Facts: This was an appeal against conditions which was all but resolved between the Appellant developer and Respondent Council. Two issues required consideration before final orders could be made – one relating to a lack of State resource entitlement, and one relating to "minor change" matters.

The development application sought a reconfiguration of a lot, which included the use of an existing park to accommodate part of a road giving access to some of the new proposed lots. The park was owned by the Crown, but the Council was its trustee for management purposes. The Council provided the requisite owners consent to the development application. However, further consideration revealed that the Council could not give such consent as owner, because the park was a State resource which required evidence of an allocation of or entitlement to the resource under section 3.2.1(5) of the Integrated Planning Act 1997. Accordingly, the development application was not "properly made".

The Appellant had been able to secure full cooperation from the Department of Environment and Resource Management (DERM), which provided a letter advising that the development was consistent with an allocation of, or entitlement to, the State resource.

The Court also had to consider a proposed "minor change" issue under section 350 of the Sustainable Planning Act 2009. The proposed changes included reduction in the sizes of the proposed lots, an increased area of parkland, changed road configurations, and the alteration to the easement and covenant arrangements.
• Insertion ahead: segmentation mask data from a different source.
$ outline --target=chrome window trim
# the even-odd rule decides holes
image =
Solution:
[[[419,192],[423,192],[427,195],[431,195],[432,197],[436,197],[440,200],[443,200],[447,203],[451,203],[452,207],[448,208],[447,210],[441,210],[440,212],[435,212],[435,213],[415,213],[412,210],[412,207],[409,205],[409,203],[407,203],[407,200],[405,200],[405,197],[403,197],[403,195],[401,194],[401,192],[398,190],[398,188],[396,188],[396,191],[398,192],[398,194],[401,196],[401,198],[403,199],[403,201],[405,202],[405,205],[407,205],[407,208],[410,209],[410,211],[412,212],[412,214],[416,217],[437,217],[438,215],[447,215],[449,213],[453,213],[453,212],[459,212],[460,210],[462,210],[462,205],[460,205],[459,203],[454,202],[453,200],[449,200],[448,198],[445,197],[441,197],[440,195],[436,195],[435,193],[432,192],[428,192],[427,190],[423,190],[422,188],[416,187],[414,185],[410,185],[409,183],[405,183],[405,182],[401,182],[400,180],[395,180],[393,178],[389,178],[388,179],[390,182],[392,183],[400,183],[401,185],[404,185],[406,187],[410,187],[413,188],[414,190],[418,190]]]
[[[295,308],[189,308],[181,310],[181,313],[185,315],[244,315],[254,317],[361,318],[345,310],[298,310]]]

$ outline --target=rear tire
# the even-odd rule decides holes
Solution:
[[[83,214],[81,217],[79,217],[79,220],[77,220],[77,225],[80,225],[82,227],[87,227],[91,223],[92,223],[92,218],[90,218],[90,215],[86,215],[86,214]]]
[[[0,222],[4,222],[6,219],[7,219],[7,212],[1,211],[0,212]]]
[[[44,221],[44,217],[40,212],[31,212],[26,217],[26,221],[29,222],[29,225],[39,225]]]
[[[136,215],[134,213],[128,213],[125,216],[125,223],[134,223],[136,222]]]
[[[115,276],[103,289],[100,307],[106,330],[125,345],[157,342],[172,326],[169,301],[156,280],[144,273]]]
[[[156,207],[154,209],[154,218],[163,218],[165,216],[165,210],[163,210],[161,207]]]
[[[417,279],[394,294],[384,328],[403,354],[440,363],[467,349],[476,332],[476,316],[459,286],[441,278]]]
Decision: The Court held that:

  1. The retrospective validation of development applications that are not "properly made" is relatively easy where the cooperation of the State authority is forthcoming.
  2. The Appellant developer acted bona fide throughout the application and appeal, and had taken appropriate steps to regularise matters expeditiously. No rights or entitlements of members of the public had been limited or adversely affected by reason of the non-compliance.
  3. For the purposes of section 3.2.1(5) of the Integrated Planning Act 1997, the letter from DERM constituted sufficient evidence of the Appellant's resource entitlement. It would bring discredit upon the system if the Court didn't regularise the development application.
  4. It was appropriate to exercise discretion under section 820 of the Sustainable Planning Act 2009 and excuse the non-compliance.
  5. The proposed changes to the development application were matters of detail, and were considered "minor".